Judy Malloy: Ask For Sanctuary

in 1775, there was an artist
who carried a warning
from Boston to Lexington

a metaphor for a technology-mediated
intrusion on the human mind

not only to reveal the terror but also
to let others who are persecuted
know that they are not alone

There are few memorials
to our fallen heroes and heroines

the bells in the towns and the cities
were ringing for freedom and peace






A few years ago, I was putting together a list of links to original thinkers whose work is represented on the World Wide Web. The idea was to show the power of the Web in making it possible for such voices to be heard.

Among them was Norwegian American Gary Kildall, whose work, so instrumental in the development of personal computer systems, is now not adequately celebrated.

Reading about this extraordinary innovator and that he died on July 11, 1994, reportedly from an accident that resulted in a brain hemorrhage, I remembered lying in a hospital that very day -- the sickening pain from my mashed leg; my hair still matted with blood; the knowledge that I would have bled to death if my severed artery had not been so swiftly repaired.

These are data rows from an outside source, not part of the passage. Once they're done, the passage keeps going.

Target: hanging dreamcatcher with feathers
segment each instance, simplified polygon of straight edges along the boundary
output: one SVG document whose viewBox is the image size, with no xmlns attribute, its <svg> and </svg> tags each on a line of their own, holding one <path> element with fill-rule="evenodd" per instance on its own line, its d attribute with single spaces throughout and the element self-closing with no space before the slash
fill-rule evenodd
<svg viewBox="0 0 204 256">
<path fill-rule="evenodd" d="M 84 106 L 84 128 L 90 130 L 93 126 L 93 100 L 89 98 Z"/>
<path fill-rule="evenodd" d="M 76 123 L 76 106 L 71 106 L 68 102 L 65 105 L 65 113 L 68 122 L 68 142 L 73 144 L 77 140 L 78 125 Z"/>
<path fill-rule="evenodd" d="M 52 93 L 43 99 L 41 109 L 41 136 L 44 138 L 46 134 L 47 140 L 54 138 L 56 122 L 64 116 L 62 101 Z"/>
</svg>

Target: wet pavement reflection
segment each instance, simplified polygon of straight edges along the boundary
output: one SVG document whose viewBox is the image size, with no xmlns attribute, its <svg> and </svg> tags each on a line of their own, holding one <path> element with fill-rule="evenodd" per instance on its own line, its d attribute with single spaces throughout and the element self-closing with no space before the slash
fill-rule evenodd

A terrible coldness swept over me as I thought about Gary Kildall; the loss of his life; his creative spirit forever silenced; the loss to our civilization of all who have died in such circumstances.

Although such details as the accident scibe describes (which did happen to me) are true, the story that is set forth in Ask for Sanctuary is written with the lens of fiction. The deep sorrow that pervades it is fueled by the metaphor that a coordinated campaign of genocide against creative and caring people of all kinds -- including artists, athletes, scientists, workers, public servants, activists, spiritual leaders; people of all walks of life, people of all races -- has existed for so long in our free country.